Então, pra que dizer como me sinto se o navio vai afundar? Como sei que ele vai afundar? Porque pelo que vejo, sou o único tentando tirar a água que transborda aqui de dentro. O único tentando tampar os buracos no casco. Mas e se eu colocar uma boia e me salvar? E se dessa vez eu ser quem vai partir? E se dessa vez eu abandonar o barco primeiro?

Acho que o mais importante é estar com alguém que mesmo que você esteja sozinho, não se sinta sozinho. O que isso quer dizer?

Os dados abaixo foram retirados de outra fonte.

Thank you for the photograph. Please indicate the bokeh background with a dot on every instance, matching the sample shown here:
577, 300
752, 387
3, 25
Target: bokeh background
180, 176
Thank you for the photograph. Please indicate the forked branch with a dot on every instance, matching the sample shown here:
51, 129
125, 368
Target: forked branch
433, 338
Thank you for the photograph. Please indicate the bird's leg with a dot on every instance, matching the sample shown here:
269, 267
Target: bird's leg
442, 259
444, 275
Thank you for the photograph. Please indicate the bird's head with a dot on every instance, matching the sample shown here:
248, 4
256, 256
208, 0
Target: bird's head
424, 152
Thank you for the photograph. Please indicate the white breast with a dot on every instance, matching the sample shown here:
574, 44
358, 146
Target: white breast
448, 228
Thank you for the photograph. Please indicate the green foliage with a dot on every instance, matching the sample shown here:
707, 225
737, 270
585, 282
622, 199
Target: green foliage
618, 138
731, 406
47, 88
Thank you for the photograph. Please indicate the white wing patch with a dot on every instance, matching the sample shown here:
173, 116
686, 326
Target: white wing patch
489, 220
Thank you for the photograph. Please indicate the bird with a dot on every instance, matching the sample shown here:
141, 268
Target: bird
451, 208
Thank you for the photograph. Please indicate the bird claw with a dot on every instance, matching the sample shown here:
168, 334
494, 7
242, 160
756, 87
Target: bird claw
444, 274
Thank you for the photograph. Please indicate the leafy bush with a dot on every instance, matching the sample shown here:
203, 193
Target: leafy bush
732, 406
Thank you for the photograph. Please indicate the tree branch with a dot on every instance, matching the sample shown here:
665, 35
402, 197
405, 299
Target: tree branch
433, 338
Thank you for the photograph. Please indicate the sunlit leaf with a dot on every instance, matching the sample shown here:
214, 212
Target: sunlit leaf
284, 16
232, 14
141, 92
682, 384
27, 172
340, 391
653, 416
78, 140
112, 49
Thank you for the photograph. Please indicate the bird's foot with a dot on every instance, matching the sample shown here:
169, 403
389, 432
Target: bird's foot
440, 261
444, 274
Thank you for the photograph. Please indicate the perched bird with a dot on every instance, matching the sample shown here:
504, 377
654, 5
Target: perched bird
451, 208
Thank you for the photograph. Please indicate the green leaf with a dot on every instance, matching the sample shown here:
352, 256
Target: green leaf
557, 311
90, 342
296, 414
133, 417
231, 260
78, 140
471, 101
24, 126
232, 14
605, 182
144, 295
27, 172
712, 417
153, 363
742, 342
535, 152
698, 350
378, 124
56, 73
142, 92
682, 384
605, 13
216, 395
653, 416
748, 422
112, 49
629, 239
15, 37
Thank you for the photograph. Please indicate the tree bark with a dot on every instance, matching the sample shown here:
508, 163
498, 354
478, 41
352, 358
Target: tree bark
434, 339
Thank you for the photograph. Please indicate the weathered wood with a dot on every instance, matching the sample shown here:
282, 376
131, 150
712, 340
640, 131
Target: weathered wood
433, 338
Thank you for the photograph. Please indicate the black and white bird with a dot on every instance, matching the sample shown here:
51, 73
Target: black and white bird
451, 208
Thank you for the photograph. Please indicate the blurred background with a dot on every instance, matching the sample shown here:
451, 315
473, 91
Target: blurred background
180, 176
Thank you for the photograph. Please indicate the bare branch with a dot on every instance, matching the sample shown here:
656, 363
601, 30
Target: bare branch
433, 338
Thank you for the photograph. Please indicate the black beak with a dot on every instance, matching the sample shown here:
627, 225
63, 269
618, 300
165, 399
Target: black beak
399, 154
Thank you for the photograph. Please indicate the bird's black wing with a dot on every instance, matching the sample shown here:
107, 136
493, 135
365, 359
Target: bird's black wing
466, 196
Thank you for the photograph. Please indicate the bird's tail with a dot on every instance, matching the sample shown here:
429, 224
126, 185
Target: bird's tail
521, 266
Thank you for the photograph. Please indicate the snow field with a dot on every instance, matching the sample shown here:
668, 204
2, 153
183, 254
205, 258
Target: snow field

Eu estava sentado em um desses lugares que vende café, caldos e bolos tomando um expresso quente. Um caderno e caneta sempre me acompanham ao lado da carteira e celular e por mais que eu não escreva muito nele, sempre levo caso eu me perca em devaneios. Dia cheio, muitas coisas para resolver, só problemas desde cedo. Um dia bem pesado mesmo. Fora todas as coisas na minha cabeça. E com a xícara na metade e caderno aberto ali, naquele momento eu não me sentia sozinho. Eu sabia que se eu mandasse uma mensagem com qualquer conteúdo iria voltar com carinho. Se eu ligasse, seria mais ainda. E se eu não fizesse nada, só terminasse o café, pagasse e fosse embora ainda assim não me sentiria sozinho, embora estivesse sozinho. Porque no fim do dia ao voltar pra casa eu teria a certeza que teria alguém esperando meu boa noite.

Entende? Estar sozinho é bem diferente de ser sozinho e não nascemos para sermos sozinhos. Pois então, chore. Quando uma pessoa chora, nunca chora pelo que chora, mas sim por todas as coisas pelas quais não chorou em seu devido momento. 

Mais um porto, ancorado. 

2024/01/03

Dia 2532


Querido diário,

Tá foda!

Todos nós somos uma história mal contada, um livro que arrancaram uma folha no meio de um desfecho decisivo da trama. O outro sempre vai ser a parte que preenche esse vácuo de acontecimentos vindo com a página cheia de aventuras e reviravoltas. Vindo com aquele andar esquisito ou aquele perfume que só ele tem. Bem aventurados são aqueles que se querem e se tem. 

Cuidado, a carência faz você ver amor onde não há. Mas olha só você, acolhendo pessoas com palavras que gostaria de ouvir. Abraçando demorado como gostaria de receber. Pegando na mão em publico, tomando a iniciativa. Olhando no fundo dos olhos como se despisse a alma que chega a ser constrangedor como se realmente houvesse um momento nu entre a porta do quarto e a sala, de surpresa. E esse espaço entre o quarto e a sala é sobre seus pensamentos e seus sentimentos. A pergunta que fica é: quem realmente te viu despudorada assim?

Eu deixei uma pessoa que eu amava muito para trás. Desculpa, não sei porque estou chorando.

- Porque dói.

É, dói.

PS: para você, que me fez ver coisas que eu não teria visto.